= Harjot Kamal Singh =

Indian politician

Harjot Kamal Singh (born 16 March 1967) is an Indian politician. He was a member of the Punjab Legislative Assembly representing the Moga Constituency Assembly during 2017-2022 and is a member of Bharatiya Janta Party. Qualifications; BAMS, MBA. By profession, he is an Ayurveda doctor and runs a rural hospital named "Bhai Bishan Singh Memorial Bharj Hospital" at Ajitwal (Moga).

==Political career==
Harjot Kamal is connected with Bharatiya Janata Party. He was a Member of the Legislative Assembly (MLA) of Moga, Punjab.
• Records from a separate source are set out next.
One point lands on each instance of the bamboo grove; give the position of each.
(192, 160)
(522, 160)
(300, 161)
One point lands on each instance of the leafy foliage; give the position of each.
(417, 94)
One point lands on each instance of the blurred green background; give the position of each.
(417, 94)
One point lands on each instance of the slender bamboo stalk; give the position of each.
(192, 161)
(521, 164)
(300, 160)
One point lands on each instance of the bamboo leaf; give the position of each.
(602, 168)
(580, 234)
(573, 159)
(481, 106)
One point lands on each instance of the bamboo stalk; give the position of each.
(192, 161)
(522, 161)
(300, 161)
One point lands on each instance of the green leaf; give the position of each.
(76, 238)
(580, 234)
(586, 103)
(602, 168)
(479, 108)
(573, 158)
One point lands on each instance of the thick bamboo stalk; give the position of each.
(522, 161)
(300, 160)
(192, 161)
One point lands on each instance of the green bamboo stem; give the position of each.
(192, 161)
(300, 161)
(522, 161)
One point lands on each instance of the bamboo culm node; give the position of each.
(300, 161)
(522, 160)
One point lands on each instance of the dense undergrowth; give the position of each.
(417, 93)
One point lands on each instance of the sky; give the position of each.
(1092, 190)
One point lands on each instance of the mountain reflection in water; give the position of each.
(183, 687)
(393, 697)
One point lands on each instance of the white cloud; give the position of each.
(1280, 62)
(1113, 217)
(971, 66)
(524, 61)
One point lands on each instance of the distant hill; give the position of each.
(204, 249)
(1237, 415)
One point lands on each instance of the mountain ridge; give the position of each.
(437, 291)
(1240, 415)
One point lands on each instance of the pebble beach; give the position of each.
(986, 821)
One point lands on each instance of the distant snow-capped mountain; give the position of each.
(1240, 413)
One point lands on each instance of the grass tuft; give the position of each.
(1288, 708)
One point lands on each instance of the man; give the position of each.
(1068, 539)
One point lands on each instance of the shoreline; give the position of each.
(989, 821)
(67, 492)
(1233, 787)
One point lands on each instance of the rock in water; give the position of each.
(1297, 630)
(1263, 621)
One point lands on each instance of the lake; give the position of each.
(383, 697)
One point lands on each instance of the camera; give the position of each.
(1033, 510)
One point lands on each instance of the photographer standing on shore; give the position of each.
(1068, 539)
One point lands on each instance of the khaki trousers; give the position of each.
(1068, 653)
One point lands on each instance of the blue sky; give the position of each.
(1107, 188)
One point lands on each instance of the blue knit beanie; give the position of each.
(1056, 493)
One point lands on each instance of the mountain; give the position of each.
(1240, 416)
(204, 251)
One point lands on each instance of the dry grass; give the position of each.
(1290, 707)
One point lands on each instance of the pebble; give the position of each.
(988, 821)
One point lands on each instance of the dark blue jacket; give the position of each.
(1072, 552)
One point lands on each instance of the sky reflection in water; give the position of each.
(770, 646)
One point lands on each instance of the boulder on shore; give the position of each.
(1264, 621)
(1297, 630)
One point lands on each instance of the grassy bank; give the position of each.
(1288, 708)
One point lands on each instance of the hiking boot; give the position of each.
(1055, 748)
He has remained secretary of Punjab Pradesh Congress Committee (PPCC) & also Punjab State Chairman of Social Media & IT Cell of Punjab Pradesh Congress Committee (PPCC). He was the district general secretary of National Students' Union of India during his student life from 1987 to 1990. Later, he joined the Youth Congress and was the secretary of Punjab Youth Congress from 2000 to 2004, followed by general secretary of Pradesh Youth Congress from 2005 to 2007. He is the state organizing secretary of the National Integrated Medical Association (NIMA) as well.

== Posts held ==
Harjot Kamal Singh was a general secretary of Shri Guru Nanak Dev Educational Society (Regd.) Moga w.e.f. 1995, he is running various educational colleges and institutions such as Industrial Training Institute (ITI), Polytechnic, Management, college of education Institutions in the name of "Lala Lajpat Rai". He is a Management Member of G.G.S Technical Institutes.